Ein Murmeln erhebt sich, schwillt langsam an, bis es wieder erstirbt. Von seinen Kollegen Ned Wright, Chuck Bennett und Al Kogut begleitet, ersteigt George Smoot als Erster das Podium. Die Treppe knarrt und versetzt der Stille bei jedem Schritt einen weiteren Stoß. Bevor er sich setzt, lässt George seinen Blick über das Auditorium gleiten. Die Stimmen werden leiser und leiser. Der Saal ist bis zum letzten Platz gefüllt. Ein kaum noch hörbares Flüstern verrät die Spannung der Wartenden. Ein magischer Augenblick: als bräche ein Wunder sich Bahn. Das durchdringende Surren einer Fliege an einer der Fensterscheiben durchbricht die fast schon feierliche Stimmung. Die vier Wissenschaftler sehen sich schweigend an. Eine Reihe von Scheinwerfern erhellt den Saal. Zahllose Kameras verfolgen die Bewegung der vier. Das gleißend helle Licht, durchzuckt von zahlreichen Blitzlichtern, wirkt wie ein Flammenmeer. Smoot räuspert sich. Der Raum öffnet sich vor ihm wie ein tiefer Abgrund. Erst allmählich dringt ihm ins Bewusstsein, wie groß das Interesse der Öffentlichkeit an den Forschungsarbeiten ist, die er und sein Team in all den Jahren durchgeführt haben.

Er fängt an zu sprechen. Die ersten Worte tasten sich leise in den Saal und suchen ihren Weg durch die erhitzte Luft.

»Wir haben die ältesten und größten Strukturen beobachtet, die jemals im frühen Universum gesichtet wurden. Sie stammen aus der Zeit etwa 380 000 Jahre nach dem Big Bang.«

Einen Moment lang schweigt er. Dann fährt er fort:

»Es handelt sich dabei um die Keimzellen heutiger Strukturen wie Galaxien, Galaxienhaufen und so weiter. Sie stellen Falten im Gewebe der Raumzeit dar, die sich aus der Zeit der Schöpfung erhalten haben.«1

Smoots Worte lassen auch die Letzten verstummen. Er hebt den Blick und lässt die Information wirken. Die Journalisten im Raum scheinen von einer Art Schwindelgefühl ergriffen. Jeder Einzelne von ihnen begreift, dass diese wenigen Worte die Welt der Kosmologie erschüttern werden: Zum ersten Mal hatte ein Satellit, der Cosmic Background Explorer (COBE), das älteste Licht des Universums aufgenommen. Diese Urstrahlung lieferte erste Informationen darüber, wie das »kosmische Ei« kurz nach seiner Entstehung vor mehr als 13 Milliarden Jahren aussah. Drei Jahrzehnte lang hatten die Astrophysiker geforscht, gesucht und Theorien aufgestellt. Nun hielten sie den Beweis in Händen, mit dessen Hilfe sie eines der ältesten Rätsel der Kosmologie lösen konnten: Hier hatten sie das älteste Bild des Universums vor Augen, rote, gelbe und blaue Flecken, klarer als der Mond mit bloßem Auge bei gutem Wetter – oder der Jupiter im Teleskop – zu sehen sind.

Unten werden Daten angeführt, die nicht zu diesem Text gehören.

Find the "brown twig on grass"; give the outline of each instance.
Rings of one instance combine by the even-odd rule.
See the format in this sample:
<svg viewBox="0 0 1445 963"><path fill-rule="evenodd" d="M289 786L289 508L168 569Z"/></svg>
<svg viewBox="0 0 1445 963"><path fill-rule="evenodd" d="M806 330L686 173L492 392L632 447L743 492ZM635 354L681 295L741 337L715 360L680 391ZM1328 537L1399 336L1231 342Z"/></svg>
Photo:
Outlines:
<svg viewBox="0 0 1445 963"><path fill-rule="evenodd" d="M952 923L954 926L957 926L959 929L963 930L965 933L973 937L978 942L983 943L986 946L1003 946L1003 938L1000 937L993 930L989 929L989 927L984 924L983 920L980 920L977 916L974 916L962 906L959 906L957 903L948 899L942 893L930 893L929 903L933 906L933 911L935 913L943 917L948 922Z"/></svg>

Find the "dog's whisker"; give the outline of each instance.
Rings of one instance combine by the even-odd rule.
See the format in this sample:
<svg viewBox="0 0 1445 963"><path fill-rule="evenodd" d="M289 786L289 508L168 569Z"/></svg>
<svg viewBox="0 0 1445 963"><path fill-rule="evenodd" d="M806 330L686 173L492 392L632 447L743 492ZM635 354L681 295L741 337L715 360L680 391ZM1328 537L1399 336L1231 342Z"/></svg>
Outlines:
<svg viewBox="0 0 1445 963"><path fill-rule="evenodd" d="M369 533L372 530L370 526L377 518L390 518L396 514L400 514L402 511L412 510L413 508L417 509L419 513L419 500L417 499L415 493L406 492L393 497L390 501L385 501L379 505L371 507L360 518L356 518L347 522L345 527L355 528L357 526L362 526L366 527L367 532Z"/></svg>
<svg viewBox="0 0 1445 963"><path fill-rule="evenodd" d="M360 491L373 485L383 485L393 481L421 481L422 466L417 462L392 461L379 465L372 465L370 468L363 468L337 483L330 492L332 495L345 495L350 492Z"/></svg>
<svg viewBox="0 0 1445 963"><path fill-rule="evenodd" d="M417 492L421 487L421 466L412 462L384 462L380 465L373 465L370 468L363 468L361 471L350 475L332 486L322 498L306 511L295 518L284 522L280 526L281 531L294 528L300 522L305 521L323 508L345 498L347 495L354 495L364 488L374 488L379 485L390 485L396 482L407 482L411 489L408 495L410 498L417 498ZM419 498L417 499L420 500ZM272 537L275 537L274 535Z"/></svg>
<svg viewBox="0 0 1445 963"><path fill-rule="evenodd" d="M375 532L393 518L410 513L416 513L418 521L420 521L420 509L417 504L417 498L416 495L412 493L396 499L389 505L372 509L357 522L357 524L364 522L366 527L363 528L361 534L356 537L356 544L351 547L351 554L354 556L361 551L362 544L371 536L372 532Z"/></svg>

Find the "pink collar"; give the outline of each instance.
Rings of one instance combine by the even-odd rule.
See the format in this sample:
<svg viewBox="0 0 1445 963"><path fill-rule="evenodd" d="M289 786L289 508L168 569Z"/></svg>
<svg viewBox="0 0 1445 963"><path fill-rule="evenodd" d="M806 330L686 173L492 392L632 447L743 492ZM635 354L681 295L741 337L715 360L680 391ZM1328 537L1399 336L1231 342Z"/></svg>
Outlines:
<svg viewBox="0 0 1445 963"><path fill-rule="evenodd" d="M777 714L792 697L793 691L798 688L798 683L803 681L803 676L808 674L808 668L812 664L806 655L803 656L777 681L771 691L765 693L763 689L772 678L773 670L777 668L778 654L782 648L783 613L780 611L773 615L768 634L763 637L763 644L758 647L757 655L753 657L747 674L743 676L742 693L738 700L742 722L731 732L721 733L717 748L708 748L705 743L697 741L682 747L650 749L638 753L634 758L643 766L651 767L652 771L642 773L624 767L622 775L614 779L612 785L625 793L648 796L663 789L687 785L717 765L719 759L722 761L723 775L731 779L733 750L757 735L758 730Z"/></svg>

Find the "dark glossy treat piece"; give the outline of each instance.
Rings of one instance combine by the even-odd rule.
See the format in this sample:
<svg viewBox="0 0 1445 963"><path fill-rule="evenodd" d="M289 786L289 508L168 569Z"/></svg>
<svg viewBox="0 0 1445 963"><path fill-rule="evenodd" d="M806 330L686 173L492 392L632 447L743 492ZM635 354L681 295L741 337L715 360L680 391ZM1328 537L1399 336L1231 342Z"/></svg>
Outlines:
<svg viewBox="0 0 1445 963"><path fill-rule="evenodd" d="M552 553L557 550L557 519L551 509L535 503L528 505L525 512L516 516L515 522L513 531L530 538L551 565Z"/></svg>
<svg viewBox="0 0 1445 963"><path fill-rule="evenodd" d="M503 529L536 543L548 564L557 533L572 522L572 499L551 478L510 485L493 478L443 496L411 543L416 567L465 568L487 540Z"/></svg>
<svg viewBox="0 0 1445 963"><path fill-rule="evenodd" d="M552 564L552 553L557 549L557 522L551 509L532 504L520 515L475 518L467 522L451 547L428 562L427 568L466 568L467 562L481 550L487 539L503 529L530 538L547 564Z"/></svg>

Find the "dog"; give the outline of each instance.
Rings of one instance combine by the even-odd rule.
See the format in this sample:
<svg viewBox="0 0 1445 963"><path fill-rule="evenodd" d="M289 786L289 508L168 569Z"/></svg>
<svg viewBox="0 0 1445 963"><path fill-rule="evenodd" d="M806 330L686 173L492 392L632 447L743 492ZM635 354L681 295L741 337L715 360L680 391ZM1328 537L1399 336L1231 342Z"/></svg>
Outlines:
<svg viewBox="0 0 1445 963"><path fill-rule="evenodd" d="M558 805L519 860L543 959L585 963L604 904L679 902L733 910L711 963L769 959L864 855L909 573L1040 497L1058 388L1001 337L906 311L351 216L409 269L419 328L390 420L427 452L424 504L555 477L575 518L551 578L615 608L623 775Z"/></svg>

George Smoot, der Vater des COBE-Satelliten, ahnt in diesem Augenblick noch nicht, dass er im Jahr 2006 für seine Arbeit den Nobelpreis erhalten wird. Doch angesichts dieser absolut unvorstellbaren Bilder von der Schöpfung des Universums äußert er einen Satz, den niemand von ihm erwartet hätte und der in dem überhitzten Presseraum jeden elektrisiert: »Für einen gläubigen Menschen ist das, als erblicke er das Antlitz Gottes.«

Ein Raunen geht durch die Menge. Einzelne Kommentare werden hörbar. Die Tür geht auf, zwei Zuhörer gehen hinaus. Smoot rutscht ein wenig unsicher auf seinem Stuhl hin und her. Hat er zu viel gesagt? Wurde er vielleicht falsch verstanden? Waren die zwei Menschen, die hinausgingen, vielleicht entsetzt, den Begriff »Gott« auf einer wissenschaftlichen Konferenz zu hören? »Ich hätte es vermutlich anders ausgedrückt«, schreibt Robert Wilson im Vorwort zu diesem Buch. »Ich hätte eher gesagt: ›Nun können wir endlich das Urantlitz der Schöpfung bewundern‹, statt vom Schöpfer selbst zu sprechen.« Es sollte eine schlichte Metapher sein, ein sprachliches Bild. Doch George Smoot ahnte bereits, dass diese Aussage, die er nicht in religiösem Sinne verstanden wissen wollte, ihm in Wissenschaftlerkreisen Probleme machen würde.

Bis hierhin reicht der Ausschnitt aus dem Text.